A partir de ce moment, les choses furent plus nettes. M. Freiligrath ne pouvait plus se dédire ; il avait enfin accepté ce rôle que des conseillers intéressés lui insinuaient perfidement, il avait pris et agité leur drapeau d’une main à la fois tremblante et irritée. La guerre des deux poètes s’envenima d’heure en heure. Vers la même époque, un autre poète, moins connu sans doute que M. Freiligrath, mais qui n’est point sans valeur, M. Emmanuel Geibel avait reçu comme lui une pension du roi de Prusse. M. Geibel habitait, comme M. Freiligrath, sur les bords du Rhin et dans la même ville.
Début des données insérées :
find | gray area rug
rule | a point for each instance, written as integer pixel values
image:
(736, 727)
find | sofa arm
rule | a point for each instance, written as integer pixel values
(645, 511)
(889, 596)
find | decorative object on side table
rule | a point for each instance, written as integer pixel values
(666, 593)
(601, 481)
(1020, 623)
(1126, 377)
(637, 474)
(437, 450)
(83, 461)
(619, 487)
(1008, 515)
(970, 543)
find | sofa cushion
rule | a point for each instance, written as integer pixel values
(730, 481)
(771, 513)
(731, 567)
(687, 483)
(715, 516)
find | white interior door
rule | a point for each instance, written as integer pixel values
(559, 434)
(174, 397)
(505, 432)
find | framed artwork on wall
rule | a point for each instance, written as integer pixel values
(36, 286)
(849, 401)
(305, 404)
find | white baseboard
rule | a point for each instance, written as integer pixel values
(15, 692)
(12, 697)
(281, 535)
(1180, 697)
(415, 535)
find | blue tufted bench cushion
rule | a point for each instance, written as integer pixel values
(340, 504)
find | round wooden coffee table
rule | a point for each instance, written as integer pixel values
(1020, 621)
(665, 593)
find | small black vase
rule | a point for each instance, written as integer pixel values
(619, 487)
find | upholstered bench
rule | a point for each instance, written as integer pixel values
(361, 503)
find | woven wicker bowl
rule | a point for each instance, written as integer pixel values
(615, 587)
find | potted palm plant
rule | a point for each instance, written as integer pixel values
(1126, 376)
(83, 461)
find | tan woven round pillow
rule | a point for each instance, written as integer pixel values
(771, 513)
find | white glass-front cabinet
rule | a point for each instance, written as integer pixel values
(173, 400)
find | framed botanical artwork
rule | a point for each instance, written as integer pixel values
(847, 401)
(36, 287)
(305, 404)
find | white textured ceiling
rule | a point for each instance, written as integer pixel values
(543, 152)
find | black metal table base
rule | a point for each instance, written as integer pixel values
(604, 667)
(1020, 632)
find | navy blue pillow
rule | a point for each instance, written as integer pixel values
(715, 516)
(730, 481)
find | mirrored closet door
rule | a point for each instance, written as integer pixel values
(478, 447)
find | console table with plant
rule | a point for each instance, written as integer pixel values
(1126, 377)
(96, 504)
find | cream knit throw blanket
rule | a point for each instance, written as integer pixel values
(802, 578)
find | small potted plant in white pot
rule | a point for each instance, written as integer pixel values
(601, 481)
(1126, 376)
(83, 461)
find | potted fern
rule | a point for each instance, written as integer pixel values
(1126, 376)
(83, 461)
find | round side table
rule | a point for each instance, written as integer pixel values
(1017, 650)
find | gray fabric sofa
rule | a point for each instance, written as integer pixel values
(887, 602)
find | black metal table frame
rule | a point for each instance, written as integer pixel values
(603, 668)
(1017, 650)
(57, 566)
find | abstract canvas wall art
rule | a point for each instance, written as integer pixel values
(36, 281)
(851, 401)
Est-ce le hasard qui l’a voulu ? étaient-ils unis d’amitié ? y avait-il entre eux un commerce sincère de pensées et de sentimens ? Je n’en sais rien ; mais il arriva que tous deux, dans leur résidence de Saint-Goar, écrivirent presqu’en même temps contre M. Herwegh. Cette double attaque partie du même lieu, ces deux coups d’arquebuse tirés du même rempart, paraissaient indiquer un plan concerté et une sérieuse déclaration de guerre. Il fut dès-lors admis par un grand nombre que MM. Freiligrath et Geibel étaient décidément les chefs d’une poésie officielle. M. Herwegh le comprit ainsi ; or, tous les ménagemens étant désormais impossibles, l’auteur des Poésies d’un Vivant revint sans peine à sa vivacité accoutumée, et les deux chevaliers du roi de Prusse, derrière les créneaux de Saint-Goar, eurent à subir en prose et en vers plus d’un rude et vigoureux assaut.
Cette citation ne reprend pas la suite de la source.